I had crazy stress dreams about moving.  Though this is a common theme for my stress dreams, it’s pretty clear where these came from. My loud, awful, crappy indie rock playing neighbors are moving out. Well, apparently they were supposed to move out by Saturday.  As far as I can tell they still aren’t out. From what I hear the new neighbors (two gay boys) We’re supposed to be moving in now -ish, but have to wait for the fuckheads to finish getting out. Anyway, I dreamt I was moving into some place I’d lived before (it looked like a combination of three places I’d had in Seattle), and I got half my stuff in only to discover the prior tenants hadn’t taken half their stuff, so I had to do all this work to move it outside, to fit my stuff in.  Then I realized I’d forgotten to tell my previous place that I was moving, so I had to come up with double rent.

Ugh, ugh, ugh, but on the plus side, in the dream, I had a job that sent me to the Caribbean occasionally.

This weekend I read Perdido Street Station by China Mieville. It’s the first Mieville I’ve read, and I have to confess, I don’t get what all the fuss was about. Maybe this simply wasn’t the book to start with, but I found it fairly tedious.  The whole elaborately created world was great and all.  Some of the characters were likable, and one even seemed to have something of a transformative journey (although unfortunately that coincided with making him unlikable to the reader). But over all the world building was a little sloppy.  There was no history of the place explained, which made it much harder to believe how such place could have come to exist. There were several places where the author directly went against previous statements he’d made about characters.  It was, in my perception, rife with little flaws.  And I can often over look that for good story-telling, or amazing world building.  Here, in this book, instead it just made me become increasingly annoyed through the whole book. the resolution at the end left much to be desired. Indeed there was little resolution at all.  Most characters had their lives completely destroyed, and the one seemed to have gone through some transformative sense of self turned out to be irredeemably bad, or at least didn’t seem able to understand the crime he’d initially paid for, and while accepting his punishment, he seemed more resigned than actually comprehending his crime and his punishment.  Over all, pretty much unsatisfying.  Also Mieville’s world here, while fascinating and quite clever at times, was pretty nightmarish. It felt so grim as to be entirely without the things that make city life wonderful and enjoyable.
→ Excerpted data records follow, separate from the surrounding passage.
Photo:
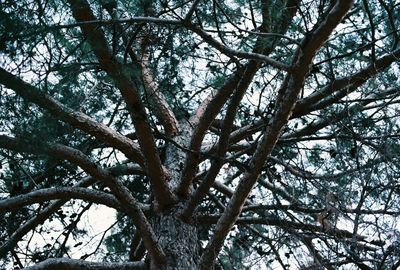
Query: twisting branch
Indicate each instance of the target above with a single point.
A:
(351, 110)
(192, 10)
(65, 193)
(125, 197)
(208, 110)
(95, 36)
(158, 101)
(286, 100)
(75, 118)
(343, 86)
(70, 264)
(232, 52)
(54, 206)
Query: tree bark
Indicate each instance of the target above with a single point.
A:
(179, 241)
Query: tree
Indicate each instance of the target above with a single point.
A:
(226, 134)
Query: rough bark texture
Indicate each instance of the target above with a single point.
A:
(179, 241)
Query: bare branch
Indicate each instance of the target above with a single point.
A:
(232, 52)
(284, 106)
(75, 118)
(161, 107)
(65, 193)
(192, 10)
(95, 36)
(70, 264)
(118, 189)
(344, 86)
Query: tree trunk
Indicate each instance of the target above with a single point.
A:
(178, 239)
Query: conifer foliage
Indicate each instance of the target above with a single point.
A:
(240, 134)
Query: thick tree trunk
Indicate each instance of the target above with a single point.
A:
(178, 239)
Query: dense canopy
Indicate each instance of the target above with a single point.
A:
(240, 134)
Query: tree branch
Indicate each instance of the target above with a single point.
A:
(75, 118)
(64, 193)
(95, 36)
(70, 264)
(286, 99)
(344, 86)
(118, 189)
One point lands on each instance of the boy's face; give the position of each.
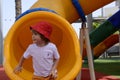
(36, 37)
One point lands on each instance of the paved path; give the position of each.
(85, 75)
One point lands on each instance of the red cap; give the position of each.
(43, 28)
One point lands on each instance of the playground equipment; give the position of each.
(63, 36)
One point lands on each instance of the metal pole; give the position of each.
(89, 22)
(1, 37)
(118, 4)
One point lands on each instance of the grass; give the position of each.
(110, 66)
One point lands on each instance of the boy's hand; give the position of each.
(53, 74)
(17, 69)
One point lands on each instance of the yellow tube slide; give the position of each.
(63, 35)
(66, 9)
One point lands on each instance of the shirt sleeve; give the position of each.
(27, 53)
(56, 53)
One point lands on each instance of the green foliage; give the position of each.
(109, 66)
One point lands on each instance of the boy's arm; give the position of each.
(53, 71)
(19, 66)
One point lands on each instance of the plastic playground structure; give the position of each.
(60, 13)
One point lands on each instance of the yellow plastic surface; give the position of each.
(66, 9)
(63, 35)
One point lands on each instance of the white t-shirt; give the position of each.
(43, 58)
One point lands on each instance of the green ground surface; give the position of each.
(109, 66)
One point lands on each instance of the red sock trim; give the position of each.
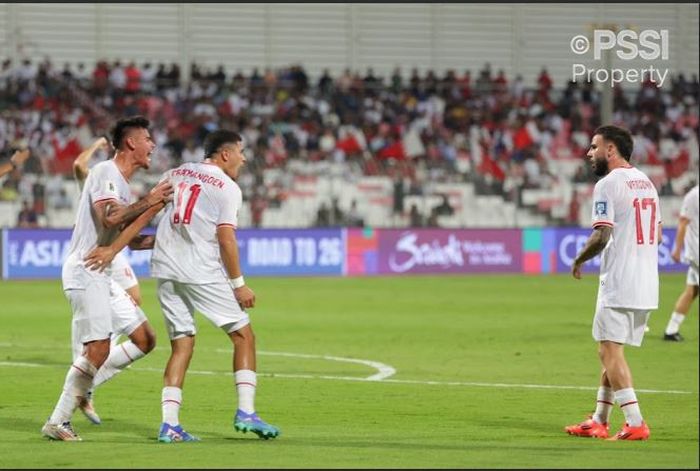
(83, 372)
(243, 383)
(126, 353)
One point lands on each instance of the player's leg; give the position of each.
(245, 376)
(92, 313)
(179, 322)
(624, 327)
(127, 319)
(683, 303)
(218, 304)
(597, 424)
(135, 293)
(124, 276)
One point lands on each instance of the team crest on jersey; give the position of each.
(601, 208)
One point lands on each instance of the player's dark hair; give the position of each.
(216, 139)
(620, 137)
(124, 125)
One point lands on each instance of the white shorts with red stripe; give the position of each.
(122, 272)
(215, 301)
(101, 312)
(625, 326)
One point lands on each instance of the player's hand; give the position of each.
(99, 258)
(103, 143)
(676, 254)
(245, 297)
(576, 270)
(163, 191)
(19, 157)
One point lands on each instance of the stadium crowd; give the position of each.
(497, 132)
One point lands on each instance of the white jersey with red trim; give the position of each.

As I do, I went a read the Amazon reviews after I’d finished the book.  I take some weird satisfaction in finding out if other people agreed with me.  The best one there starts “Overwrought, under-thought” which pretty well sums up the entire thing for me.  I mean, I didn’t hate it as much as that reviewer, but man, I’m feeling really unsatisfied after having waded through the muck of the entire book. Someone else said, “Five stars for imagination, two and a half stars for execution.” Which is perhaps a better description of how I felt about the whole thing.

Now I need to make my to-do list for the next few days.  And get lots done.  LOTS AND LOTS. So I wil feel satisfied with my days off. Vacations are for extra productivity, dontcha know. Although mostly what I want to do is pick a up book a know will be good and read Perdido Street Station right out of my memory.

Can someone tell me, are Mieville’s other books better? Did I pick up the one bad one? Or should I just skip all of them?